This section lists the most user-visible limitations placed by the current toolset version.
The simulator supports only integer computations with maximum word width of 32 bits.
The details of encoding and compression of the instruction memory are not taken into account before the actual generation of the bit image of the instruction memory. This decision was taken to allow simplification in the other parts of the toolset, and to allow easy "exploration" with different encodings and compression algorithms in the bit generation phase.
This implies that every time you see an instruction address in architectural simulation, you are actually seeing an instruction index. That is, instruction addressing (one instruction per instruction memory address) is assumed.
We might change this in the future toolset versions to allow seeing exact instruction memory addresses during simulation, if that is seen as a necessity. Currently it does not seem to be a very important feature.
There is no tool to map data memory accesses in the source code to the actual target's memories. Therefore, you need to have a data memory which provides byte-addressing with 32-bit words. The data will be accessed using operations LDQ, LDH, LDW, STQ, STH, STW, which access the memory in 1 (q), 2 (h), and 4 (w) byte chunks. This should not be a problem, as it is rather easy to implement byte-addressing in case the actual memory is of width of 2's exponent multiple of the byte. The parallel assembler allows any kind of minimum addressable units (MAU) in the load/store units. In that case, LDQ/STQ just access a single MAU, etc. One should keep in mind the 32-bit integer word limitation of simulation. Thus, if the MAU is 32-bits, one cannot use LDH or LDW because they would require 64 and 128 bits, respectively.
The simulator assumes ideal memory model which generates no stalls and returns data for the next instruction. This so called 'Ideal SRAM' model allows modeling all types of memories in the point of view of the programmer. It is up to the load/store unit implementation to generate the lock signals in case the memory model does not match the ideal model.
There are hooks for adding more memory models which generate lock signals in the simulation, but for the v1.0 the simulator does not provide other memory models, and thus does not support lock cycle simulation.
The guard support as specified in the ADF specification [CSJ04] is only partially supported in TCE. `Operators other than logical negation are not supported. That is, supported guards always ``watch'' a single register (FU output or a GPR). In addition, the shipped default scheduling algorithm in compiler backend requires a register guard. Thus, if more exotic guarded execution is required, one has to write the programs in parallel assembly (Section 5.3).

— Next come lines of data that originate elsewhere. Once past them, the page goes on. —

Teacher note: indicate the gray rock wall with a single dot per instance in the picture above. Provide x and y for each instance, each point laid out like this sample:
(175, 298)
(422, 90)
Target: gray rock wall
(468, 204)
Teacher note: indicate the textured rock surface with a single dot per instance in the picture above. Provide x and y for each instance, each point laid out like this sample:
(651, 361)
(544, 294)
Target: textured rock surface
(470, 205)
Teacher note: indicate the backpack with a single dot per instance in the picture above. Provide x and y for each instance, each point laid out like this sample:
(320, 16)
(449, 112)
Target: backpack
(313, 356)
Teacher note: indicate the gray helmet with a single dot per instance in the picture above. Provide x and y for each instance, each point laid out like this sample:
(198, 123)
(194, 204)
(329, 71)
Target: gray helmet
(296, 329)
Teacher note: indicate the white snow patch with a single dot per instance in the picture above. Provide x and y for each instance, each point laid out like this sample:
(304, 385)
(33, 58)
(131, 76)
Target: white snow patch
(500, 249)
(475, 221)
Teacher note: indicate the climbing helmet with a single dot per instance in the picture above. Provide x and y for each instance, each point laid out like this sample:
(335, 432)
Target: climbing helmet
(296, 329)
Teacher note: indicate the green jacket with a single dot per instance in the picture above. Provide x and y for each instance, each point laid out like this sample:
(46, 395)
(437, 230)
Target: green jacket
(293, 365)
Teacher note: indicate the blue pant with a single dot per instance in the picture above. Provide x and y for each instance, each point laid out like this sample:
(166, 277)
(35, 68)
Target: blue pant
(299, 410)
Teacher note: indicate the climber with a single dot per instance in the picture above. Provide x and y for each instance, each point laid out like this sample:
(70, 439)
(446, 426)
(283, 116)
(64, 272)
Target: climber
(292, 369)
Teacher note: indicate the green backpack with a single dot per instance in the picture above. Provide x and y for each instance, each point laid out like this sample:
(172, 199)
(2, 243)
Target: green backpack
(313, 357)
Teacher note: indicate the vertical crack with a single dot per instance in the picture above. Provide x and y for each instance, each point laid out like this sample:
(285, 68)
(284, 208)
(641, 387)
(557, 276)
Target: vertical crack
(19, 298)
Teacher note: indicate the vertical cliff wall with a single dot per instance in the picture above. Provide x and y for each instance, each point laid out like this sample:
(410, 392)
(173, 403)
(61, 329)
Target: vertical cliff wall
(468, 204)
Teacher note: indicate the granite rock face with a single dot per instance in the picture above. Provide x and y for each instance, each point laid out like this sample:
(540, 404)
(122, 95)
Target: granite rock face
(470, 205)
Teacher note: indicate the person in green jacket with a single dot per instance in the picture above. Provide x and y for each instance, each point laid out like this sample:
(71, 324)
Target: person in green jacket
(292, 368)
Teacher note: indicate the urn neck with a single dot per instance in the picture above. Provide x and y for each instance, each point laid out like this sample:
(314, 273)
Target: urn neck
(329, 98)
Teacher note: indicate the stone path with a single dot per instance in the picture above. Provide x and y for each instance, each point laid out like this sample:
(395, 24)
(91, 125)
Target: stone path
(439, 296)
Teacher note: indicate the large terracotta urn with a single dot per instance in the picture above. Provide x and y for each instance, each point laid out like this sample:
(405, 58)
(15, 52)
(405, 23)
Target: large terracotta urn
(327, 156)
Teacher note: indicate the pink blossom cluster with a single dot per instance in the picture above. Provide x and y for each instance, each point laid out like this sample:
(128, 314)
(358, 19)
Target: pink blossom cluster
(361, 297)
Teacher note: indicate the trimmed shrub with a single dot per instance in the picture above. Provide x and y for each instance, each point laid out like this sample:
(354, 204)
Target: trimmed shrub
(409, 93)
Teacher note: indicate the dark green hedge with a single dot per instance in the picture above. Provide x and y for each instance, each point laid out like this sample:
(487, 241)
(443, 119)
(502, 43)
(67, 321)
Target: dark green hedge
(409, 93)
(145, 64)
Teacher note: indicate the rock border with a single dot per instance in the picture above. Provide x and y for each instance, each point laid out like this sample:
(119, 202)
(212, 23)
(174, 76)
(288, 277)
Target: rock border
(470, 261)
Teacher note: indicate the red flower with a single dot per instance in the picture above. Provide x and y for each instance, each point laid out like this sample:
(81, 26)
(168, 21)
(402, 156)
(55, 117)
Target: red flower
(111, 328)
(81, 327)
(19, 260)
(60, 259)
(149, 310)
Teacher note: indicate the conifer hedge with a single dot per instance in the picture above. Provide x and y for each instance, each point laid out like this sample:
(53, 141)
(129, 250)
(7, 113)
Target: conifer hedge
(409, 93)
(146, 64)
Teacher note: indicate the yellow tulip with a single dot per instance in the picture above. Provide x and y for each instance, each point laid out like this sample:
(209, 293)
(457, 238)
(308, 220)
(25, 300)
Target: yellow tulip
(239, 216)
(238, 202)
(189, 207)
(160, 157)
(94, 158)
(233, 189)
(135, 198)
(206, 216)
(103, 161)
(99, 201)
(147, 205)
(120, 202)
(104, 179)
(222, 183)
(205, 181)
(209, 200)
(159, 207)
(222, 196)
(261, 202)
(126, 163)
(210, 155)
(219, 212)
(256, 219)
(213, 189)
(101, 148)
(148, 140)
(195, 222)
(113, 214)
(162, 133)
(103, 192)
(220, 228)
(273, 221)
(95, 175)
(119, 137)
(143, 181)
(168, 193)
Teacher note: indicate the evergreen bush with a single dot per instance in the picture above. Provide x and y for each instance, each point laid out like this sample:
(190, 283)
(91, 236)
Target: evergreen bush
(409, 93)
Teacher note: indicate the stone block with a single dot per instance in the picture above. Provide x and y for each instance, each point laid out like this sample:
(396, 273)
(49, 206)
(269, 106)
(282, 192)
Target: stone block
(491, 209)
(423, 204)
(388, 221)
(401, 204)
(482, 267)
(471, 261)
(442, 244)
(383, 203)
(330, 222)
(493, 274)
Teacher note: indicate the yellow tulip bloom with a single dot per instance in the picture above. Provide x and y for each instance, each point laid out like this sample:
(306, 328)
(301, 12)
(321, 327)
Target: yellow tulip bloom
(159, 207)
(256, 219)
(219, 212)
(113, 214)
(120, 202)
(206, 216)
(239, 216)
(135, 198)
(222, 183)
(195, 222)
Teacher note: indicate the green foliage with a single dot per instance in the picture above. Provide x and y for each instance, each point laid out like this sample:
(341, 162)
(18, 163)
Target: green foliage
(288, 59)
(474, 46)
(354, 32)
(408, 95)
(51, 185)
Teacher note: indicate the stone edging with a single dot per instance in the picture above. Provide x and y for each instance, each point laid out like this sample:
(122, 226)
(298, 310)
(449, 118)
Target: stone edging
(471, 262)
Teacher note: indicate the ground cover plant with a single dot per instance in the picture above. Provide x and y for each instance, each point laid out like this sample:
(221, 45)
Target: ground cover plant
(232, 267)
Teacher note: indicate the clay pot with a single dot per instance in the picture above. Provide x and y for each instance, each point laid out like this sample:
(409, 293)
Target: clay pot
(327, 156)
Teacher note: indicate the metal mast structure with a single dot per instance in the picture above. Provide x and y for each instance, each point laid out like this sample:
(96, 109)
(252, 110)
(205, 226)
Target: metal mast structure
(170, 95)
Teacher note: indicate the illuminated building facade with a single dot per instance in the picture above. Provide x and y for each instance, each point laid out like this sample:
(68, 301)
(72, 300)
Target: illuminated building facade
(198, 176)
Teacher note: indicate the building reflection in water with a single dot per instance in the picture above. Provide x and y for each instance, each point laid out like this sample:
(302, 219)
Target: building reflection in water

Even though supported by the ADF and ProDe, writing of operands after triggering an operation is not supported neither by the compiler nor the simulator. However, setting different latencies for outputs of multi-result operations is supported. For example, using this feature one can have an iterative operation pipeline which computes several results which are ready after the count of stages in an iteration.
TCE uses XML to store data of the architectures and implementation locations (see Section 2.2.1 and Section 2.2.4). The encoding of the XML files must be in 7-bit ascii. If other encodings are used, the result is undefined.
The simulator supports the half (16 bits), single (32 bits) and double (64 bits) precision floating point types. However, at this time only single precision float operations (ADDF, MULF, etc.) are selected automatically when starting from C/C++ code. Currently, the compiler converts doubles to floats to allow compiling and running code with doubles with reduced precision.
Pekka Jääskeläinen 2018-03-12